Может, в жизни так и надо:

ввысь взлететь, достав до дна,

чтобы вкралась в сердце радость

там, где радостям хана;

чтоб путем безумно новым

самого себя сманить;

чтобы стать на все готовым,

все, к чему привык, сменить;

чтоб себе из всех возможных

ту, что невозможней нет,

выбрать противоположность,

в ней найдя любви предмет

в женщине чужой породы

счастье хрупкое поймать ,

все ломая ей в угоду,

коль нельзя, чтоб не ломать...

Вот окончим наши сроки

заберу тебя с собой

в путь счастливый, в путь далекий,

в город детства дорогой.

Ты из памяти повыжги

страшный мир - жесток и лих

чтобы стал родимым трижды

дом родителей моих.

К ним, с любовью их слепою,

привыкать - не тяжкий труд:

был бы счастлив я с тобою

все простят и все поймут!

Как мое былое примешь,

как в мой быт былой войдешь?

Если любишь - не отринешь

и в себя его вберешь...

Как занятно будет дома,

что ни день - то веселей

эпатировать знакомых

и шокировать друзей...

Пусть присмотрятся, собаки,

пусть проникнутся тобой

и тебя полюбит всякий,

оптом влюбятся, гурьбой!

Чуть попристальнее глянут,

ахнут, как твой облик мил,

и завидовать мне станут,

что такую подцепил!

И за сердце - так и этак

их возьмет, сраженных, всех

глуховатый голос этот,

хрипловатый этот смех.

И достойно, и свободно

ты на трон воссядешь мой

иноземкой благородной,

королевою блатной...

Тут Аське потянулось и зевнулось.

И в самый раз: подобие конца,

не то б стишина эта растянулась

на сотни строк - без формы, без лица...

Он тут же стихотворное посланье,

чтоб адресата не спугнуть заране,

припрятал... Разумеется, не раз

он хвастал, выставляя напоказ,

про то, каким поэтом славным был,

сам, дескать, Тихонов его хвалил

(что впечатление на Аську, впрочем,

хотя производило, но не очень).

Секрет свой стихотворный сохраня,

он сразу же нашел другое дело:

дровец в буржуйку всунув неумело,

расшуровал, чтоб веселей горело,

даря блаженство щедрого тепла,

и чтоб беседа веселей текла...

А поутру, от жарких грез далек,

опять перечитал он свой стишок.

Конечно, от души писались стансы,

нно...тут возможны всякие нюансы...

Он как бы раздвоился: в тот же миг

романтик в нем схватился с реалистом

практичным, еще более речистым

и правду говорящим напрямик:

-"Ох, как глупеют люди от любви!

На память сохрани или порви!

Уж если музу нанимаешь в сводни,

пусть сводничает явственней, свободней!

Ведь знал же, как такие пишут вещи:

попроще, почувствительней, похлеще...

Строчил же ты за пайку в двести грамм

любовные посланья блатарям!

Да, видно, твой пооскудел талант..."

- "Но это ж только первый вариант!

Я понимаю сам, что сбился с галса,

начало - к ней, а дальше - ни в дугу.

СЕБЯ я, видно, убедить старался,

и верил сам, что убедить СМОГУ!"

- "Ага!
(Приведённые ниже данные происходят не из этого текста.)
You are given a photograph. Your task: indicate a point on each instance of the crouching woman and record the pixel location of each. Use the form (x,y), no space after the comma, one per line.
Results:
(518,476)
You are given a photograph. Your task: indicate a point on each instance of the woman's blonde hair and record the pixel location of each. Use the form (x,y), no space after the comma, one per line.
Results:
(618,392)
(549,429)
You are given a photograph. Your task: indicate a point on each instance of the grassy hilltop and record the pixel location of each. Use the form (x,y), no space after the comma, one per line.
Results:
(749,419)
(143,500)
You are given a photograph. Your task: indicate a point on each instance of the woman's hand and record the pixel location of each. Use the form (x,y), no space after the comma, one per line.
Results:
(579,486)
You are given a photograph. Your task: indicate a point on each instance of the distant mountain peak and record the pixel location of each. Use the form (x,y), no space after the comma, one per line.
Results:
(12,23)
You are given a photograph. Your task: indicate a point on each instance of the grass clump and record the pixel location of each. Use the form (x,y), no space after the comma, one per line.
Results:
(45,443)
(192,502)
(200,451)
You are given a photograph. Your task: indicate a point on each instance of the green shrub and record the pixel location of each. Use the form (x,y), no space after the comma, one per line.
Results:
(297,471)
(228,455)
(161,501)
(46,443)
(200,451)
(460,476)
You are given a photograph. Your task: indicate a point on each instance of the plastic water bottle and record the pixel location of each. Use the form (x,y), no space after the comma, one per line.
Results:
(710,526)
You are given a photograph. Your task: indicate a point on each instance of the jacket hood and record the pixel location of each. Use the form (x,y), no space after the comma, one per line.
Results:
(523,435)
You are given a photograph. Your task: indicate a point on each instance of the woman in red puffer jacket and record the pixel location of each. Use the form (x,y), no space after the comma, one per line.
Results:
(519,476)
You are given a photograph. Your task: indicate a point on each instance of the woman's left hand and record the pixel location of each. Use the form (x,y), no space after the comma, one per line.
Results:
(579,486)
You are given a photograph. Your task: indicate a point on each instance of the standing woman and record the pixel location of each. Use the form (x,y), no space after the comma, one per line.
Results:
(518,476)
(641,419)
Ведь то, что я сказал про форму,

все это для порядка, для проформы.

Тут дело в содержанье. В нем вся суть.

Распотрошу насквозь - не обессудь...

Не игнорируй фактов, будь мужчиной!

Поверь, я мудр, иллюзии губя:

я циник - да, но я ведь часть тебя,

твоя циническая половина.

Бесплодны грезы, рыцарь благородный...

Так значит ты поверил, идиот,

что, дескать, в дом твой смело и свободно

она хозяйкой полною войдет? 30)

"Воровка никогда не станет прачкой"

ведь слышал, как блатные-то поют?

Она тебет а к о йсоздаст уют!

Нелегкую придумал ты задачку...

Но, предположим, ты ее решишь,

чем черт не шутит. А в итоге - шиш.

"Ждут папа с мамой, нам приют готов"...

Важнейший довод, чтоб от грез очнуться:

кто разрешит тебе домой вернуться?

А минусы режимных городов?31)

Навек ты в клетке, птичка-невеличка.."

- "Но, получив обратно свой диплом,

могу ж я хоть у черта на куличках

детей сердечным оделять теплом?

Я Пушкина, Толстого им открою..."

- "Опять арапа заправляешь, брат:

да кто ж, голубчик, с пятьдесят восьмою

допустит, чтоб калечил ты ребят?"

- "Вот черт возьми! Я здесь поднатаскался,

наймусь лечить, устроюсь все равно..."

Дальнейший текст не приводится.